In a normal deployment, in order to direct traffic to the same HAProxy instance, Pacemaker will ensure that each VIP is configured on at most one HAProxy machine.

However in a spine and leaf network architecture, the nodes are in multiple subnets and there may be a limitation that the machines can not be part of a common L3 network that the VIPs could be added to.

Once the traffic reaches HAProxy everything should JustWork(tm) - modulo creating the appropriate networking rules, the problem is getting it to the proxy.

The approach to dealing with this will need to differ based on the latencies that can be gaurenteed between every nodes in the cluster. At Red Hat, we define LAN-like latencies to be 2ms or better - consistently and between every node that would make up the cluster.

Low Latency Links

You have more flexibility in low latency scenarios as the cluster software can operate as designed.

At a high level, the possible ways forward are:

  1. Decide the benefit isn’t worth it and create an L3 network just for the VIPs to live on.

  2. Put all the controllers into a single subnet.

    Just be mindful of what will happen if the switch connecting them goes bad.

  3. Replace the HAProxy/VIP portion of the architecture with a load balancer appliance that is accessible from the child subnets.

  4. Move the HAProxy/VIP portion of the architecture into a dedicated 3-node cluster load balancer that is accessible from the child subnets.

    The new cluster would need the list of controllers and some health checks which could be as simple as “is the controller up/down” or as complex as “is service X up/down”.

Right now creating a load balancer near the network spine would have to be an extra manual step for users of TripleO. However once composable roles (the ability to mix and match which services go on which nodes) are supported, it should be possible to install such a configuration out of the box by placing three machines near the spine and giving only them the “haproxy” role.

Higher Latency

Corosync has very strict latency requirements of no more than 2ms for any of its links. Assuming your installer can deploy across subnets, the existance of such a link would be a barrier to the creation of a highly available dpeloyment.

To work around these requirements, we can use Pacemaker Remote to extend Pacemaker’s ability to manage services on nodes separated by higher latency links.

In TripleO, the work needed to make this style of deployment possible is already planned as part of our “HA for composable roles” design.

As per option 4 of the low latency case, such a deployment would consist of a three node cluster containing only HAProxy and some floating IPs.

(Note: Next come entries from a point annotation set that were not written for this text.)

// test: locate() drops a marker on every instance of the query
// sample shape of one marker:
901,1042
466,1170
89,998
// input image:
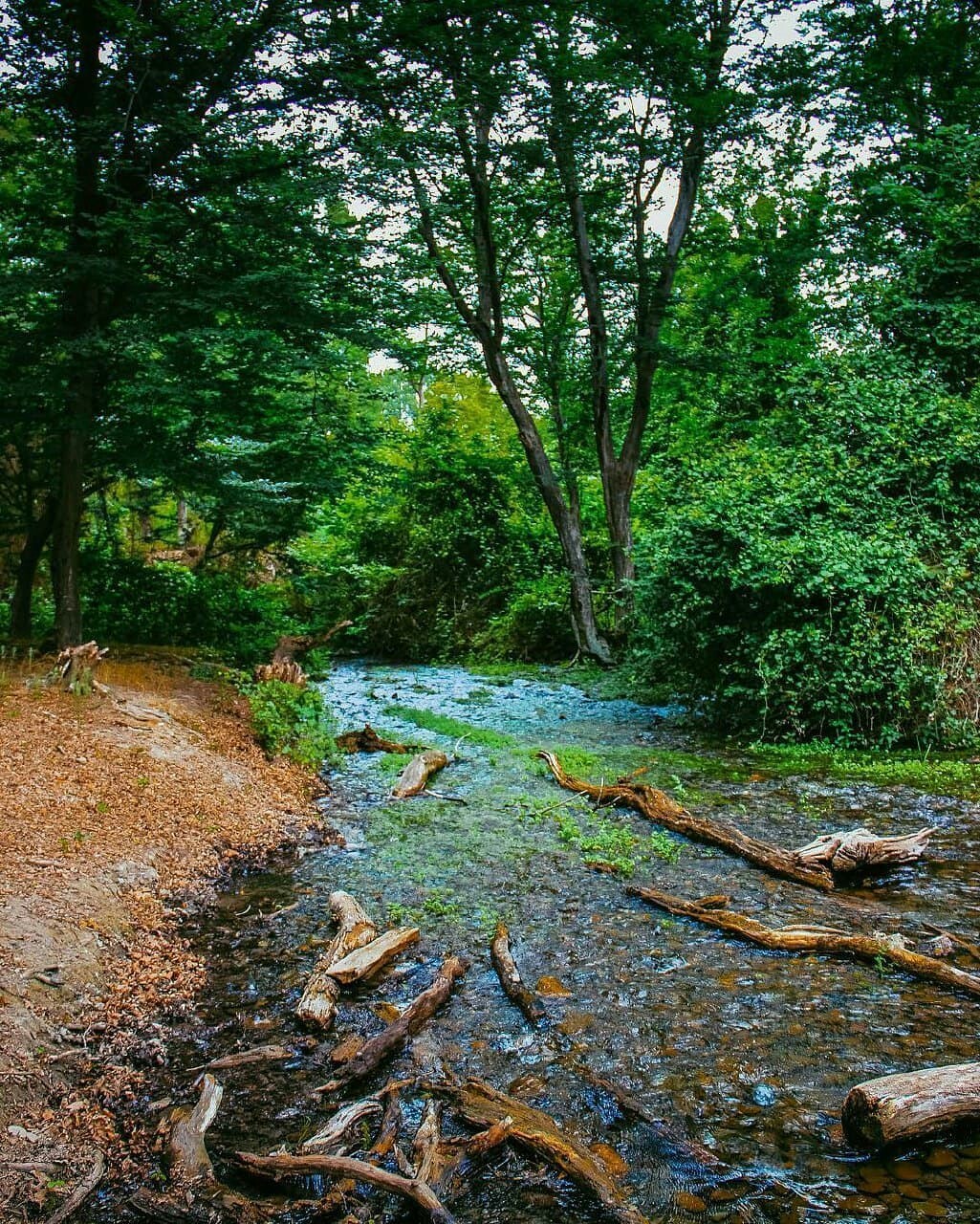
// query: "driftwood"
81,1191
367,960
511,979
817,939
368,741
482,1105
345,1167
76,666
283,665
186,1153
414,778
913,1105
243,1058
334,1133
661,809
318,1002
390,1039
860,851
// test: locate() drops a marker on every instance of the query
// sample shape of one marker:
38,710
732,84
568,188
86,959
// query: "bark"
875,949
913,1105
318,1001
414,778
38,534
485,1106
345,1167
511,979
390,1039
661,809
860,851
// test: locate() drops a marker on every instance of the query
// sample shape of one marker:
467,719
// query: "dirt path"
118,814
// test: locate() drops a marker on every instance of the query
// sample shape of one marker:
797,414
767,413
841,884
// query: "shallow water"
745,1052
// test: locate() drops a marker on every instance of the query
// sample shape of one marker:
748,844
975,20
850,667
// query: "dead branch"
913,1105
318,1002
662,811
485,1106
346,1167
81,1191
815,939
511,979
390,1039
860,852
414,778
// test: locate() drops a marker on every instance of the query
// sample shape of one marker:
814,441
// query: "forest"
637,333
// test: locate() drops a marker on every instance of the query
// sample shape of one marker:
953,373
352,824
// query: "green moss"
454,729
932,775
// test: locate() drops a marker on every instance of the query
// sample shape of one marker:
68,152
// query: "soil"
121,813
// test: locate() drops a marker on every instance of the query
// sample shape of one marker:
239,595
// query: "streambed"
749,1053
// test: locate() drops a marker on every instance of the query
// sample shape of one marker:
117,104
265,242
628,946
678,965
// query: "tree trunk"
27,568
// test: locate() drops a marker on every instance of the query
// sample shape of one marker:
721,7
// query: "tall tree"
509,125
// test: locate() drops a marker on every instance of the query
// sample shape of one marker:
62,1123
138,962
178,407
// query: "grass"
932,775
453,729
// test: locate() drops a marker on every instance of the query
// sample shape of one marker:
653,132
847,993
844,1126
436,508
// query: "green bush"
292,721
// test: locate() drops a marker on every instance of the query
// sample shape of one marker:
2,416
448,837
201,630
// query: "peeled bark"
318,1002
345,1167
662,811
511,979
390,1039
485,1106
874,949
414,778
913,1105
860,851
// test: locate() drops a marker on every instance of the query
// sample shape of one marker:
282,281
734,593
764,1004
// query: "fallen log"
390,1039
911,1105
874,949
414,778
662,811
860,852
283,665
334,1133
485,1106
346,1167
84,1188
367,960
368,741
318,1001
511,979
186,1152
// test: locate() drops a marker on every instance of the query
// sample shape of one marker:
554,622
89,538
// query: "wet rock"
764,1094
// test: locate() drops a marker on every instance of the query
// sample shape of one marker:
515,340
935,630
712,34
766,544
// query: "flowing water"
751,1054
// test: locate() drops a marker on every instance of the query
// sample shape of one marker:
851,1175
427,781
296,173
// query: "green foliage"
293,721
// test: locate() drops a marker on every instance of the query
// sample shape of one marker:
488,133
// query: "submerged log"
318,1002
662,811
874,949
911,1105
414,778
186,1152
511,979
368,741
346,1167
373,956
860,851
482,1105
390,1039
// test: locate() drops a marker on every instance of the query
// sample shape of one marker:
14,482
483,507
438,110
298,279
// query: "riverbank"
121,814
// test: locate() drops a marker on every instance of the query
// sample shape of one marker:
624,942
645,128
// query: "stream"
748,1053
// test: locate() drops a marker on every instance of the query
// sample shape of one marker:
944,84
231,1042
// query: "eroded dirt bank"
119,814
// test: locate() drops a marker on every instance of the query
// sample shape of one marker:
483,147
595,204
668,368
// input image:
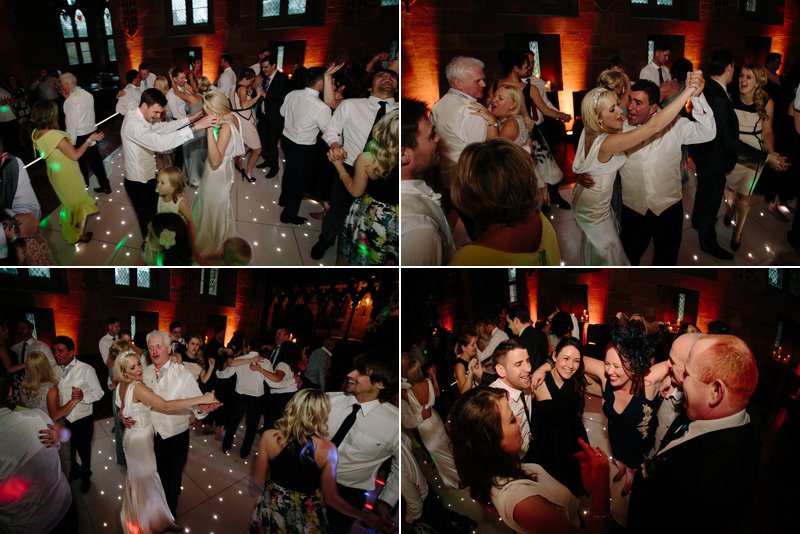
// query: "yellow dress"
67,181
548,252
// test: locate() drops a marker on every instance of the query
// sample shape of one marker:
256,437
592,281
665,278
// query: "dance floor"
217,497
117,239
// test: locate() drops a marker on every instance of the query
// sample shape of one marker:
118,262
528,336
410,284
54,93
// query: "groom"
171,381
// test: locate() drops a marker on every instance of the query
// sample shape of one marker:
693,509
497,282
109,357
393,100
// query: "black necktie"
346,425
676,430
379,116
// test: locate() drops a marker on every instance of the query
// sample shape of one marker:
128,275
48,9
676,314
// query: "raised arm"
144,394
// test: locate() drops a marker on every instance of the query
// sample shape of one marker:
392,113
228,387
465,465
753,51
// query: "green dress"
67,181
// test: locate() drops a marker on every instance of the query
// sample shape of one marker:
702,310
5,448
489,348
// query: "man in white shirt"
369,440
171,381
456,125
347,134
45,505
424,231
148,78
78,382
495,337
710,456
227,80
142,136
27,344
305,116
129,97
79,117
513,367
657,70
319,363
17,200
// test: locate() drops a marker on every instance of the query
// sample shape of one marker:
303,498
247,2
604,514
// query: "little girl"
171,198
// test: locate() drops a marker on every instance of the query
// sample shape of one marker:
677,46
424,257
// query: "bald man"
707,465
672,392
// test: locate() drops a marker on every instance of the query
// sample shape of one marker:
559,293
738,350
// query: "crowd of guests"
312,461
513,396
337,128
478,177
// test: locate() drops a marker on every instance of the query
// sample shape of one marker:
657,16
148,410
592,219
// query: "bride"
213,208
144,509
600,153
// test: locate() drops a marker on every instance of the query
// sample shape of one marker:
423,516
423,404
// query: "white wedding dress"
212,210
600,243
433,434
144,506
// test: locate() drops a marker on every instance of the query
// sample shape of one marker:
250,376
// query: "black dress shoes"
718,252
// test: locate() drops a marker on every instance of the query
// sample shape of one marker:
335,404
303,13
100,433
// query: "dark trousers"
269,132
171,456
341,523
81,444
243,404
710,187
300,167
341,200
92,158
145,201
665,230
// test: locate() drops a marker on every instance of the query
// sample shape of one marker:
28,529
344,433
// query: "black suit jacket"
536,343
721,153
708,481
276,93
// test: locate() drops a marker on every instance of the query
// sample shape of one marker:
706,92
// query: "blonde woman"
144,508
371,235
299,467
754,109
600,153
212,209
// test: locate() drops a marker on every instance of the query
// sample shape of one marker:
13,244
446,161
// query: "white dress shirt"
424,230
23,457
306,116
457,127
24,201
36,345
250,382
372,439
516,398
651,176
148,83
495,339
352,123
176,382
130,100
176,106
79,113
650,72
140,141
226,83
80,375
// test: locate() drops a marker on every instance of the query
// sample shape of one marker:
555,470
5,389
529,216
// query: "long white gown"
433,434
144,506
213,207
600,242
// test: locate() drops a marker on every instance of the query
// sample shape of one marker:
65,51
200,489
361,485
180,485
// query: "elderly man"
171,381
425,233
709,459
79,117
78,390
455,123
143,134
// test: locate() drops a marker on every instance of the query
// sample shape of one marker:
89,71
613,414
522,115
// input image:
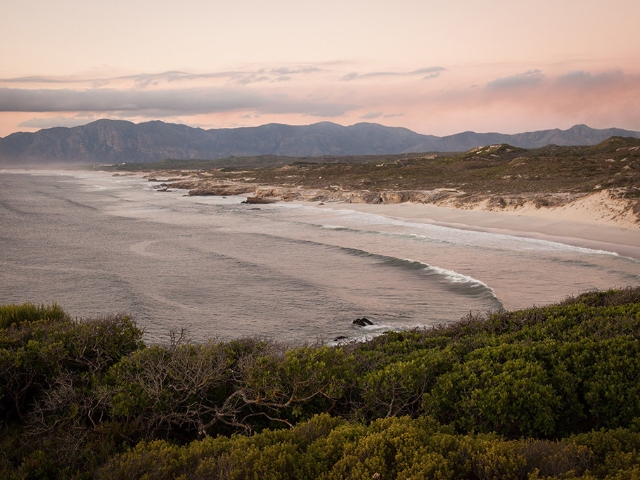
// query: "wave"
451,277
457,236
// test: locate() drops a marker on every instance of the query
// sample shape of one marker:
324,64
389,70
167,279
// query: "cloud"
582,79
144,80
530,77
162,102
371,115
431,72
57,122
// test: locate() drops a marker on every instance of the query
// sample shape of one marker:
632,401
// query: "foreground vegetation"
547,392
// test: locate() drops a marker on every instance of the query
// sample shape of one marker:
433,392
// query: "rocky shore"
605,207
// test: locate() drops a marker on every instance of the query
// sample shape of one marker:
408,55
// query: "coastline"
623,241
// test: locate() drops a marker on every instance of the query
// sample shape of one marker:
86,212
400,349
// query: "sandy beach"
548,224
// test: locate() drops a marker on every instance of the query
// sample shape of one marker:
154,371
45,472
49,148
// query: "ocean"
99,244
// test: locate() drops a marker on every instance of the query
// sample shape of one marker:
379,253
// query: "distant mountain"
115,141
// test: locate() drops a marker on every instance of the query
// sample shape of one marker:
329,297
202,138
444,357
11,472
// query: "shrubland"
546,392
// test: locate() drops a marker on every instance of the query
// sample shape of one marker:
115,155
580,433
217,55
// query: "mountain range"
117,141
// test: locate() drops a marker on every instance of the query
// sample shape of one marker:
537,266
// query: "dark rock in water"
259,200
362,322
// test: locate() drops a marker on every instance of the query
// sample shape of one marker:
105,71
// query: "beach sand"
581,227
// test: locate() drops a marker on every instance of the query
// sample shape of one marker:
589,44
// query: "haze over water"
99,244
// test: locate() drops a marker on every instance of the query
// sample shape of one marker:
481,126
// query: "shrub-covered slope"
543,392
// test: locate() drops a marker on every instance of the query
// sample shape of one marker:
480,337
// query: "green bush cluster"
547,392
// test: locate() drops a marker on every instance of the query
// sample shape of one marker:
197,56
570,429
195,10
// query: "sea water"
99,244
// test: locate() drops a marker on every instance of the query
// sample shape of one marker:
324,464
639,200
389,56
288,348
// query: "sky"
435,67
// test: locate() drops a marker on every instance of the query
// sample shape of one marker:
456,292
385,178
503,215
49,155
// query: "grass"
498,170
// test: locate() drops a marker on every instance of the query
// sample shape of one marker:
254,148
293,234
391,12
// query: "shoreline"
623,241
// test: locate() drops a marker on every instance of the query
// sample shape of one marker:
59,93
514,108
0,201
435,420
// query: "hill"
116,141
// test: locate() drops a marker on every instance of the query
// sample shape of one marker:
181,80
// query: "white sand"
580,224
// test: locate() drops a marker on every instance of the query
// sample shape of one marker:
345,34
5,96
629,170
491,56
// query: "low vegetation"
547,392
498,170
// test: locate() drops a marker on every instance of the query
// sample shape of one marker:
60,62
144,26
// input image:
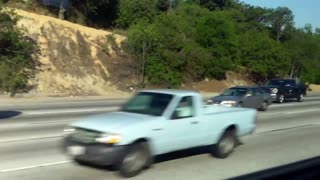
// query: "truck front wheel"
135,160
300,98
226,145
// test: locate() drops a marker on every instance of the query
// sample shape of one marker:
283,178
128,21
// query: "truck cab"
155,122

The rest of the nodes that make up the traditional OpenStack control-plane are managed as remote cluster nodes. Meaning instead of a traditional Corosync and Pacemaker stack, they have only the pacemaker-remote daemon and do not participate in leader elections or quorum calculations.

External Load Balancers

If you you wish to use a dedicated load balancer, then the 3-node cluster would just co-ordinate the actions of the remote nodes and not host any services locally.

An installer may conceivably create them anyway but leave them disabled to simplify the testing matrix.

General Considerations

The creation of a separate subnet or set of subnets for fencing is highly encouraged.

In general we want to avoid the possibility for a single network(ing) failure that can take out communication to the both a set of nodes and the device that can turn them off.

Everything is HA a trade-off between the chance of a particular failure occurring and the consequences if it ever actually happens. Everyone will likely draw the line in a different place based on their risk aversion, all I can do is make recommendations based on my background in this field.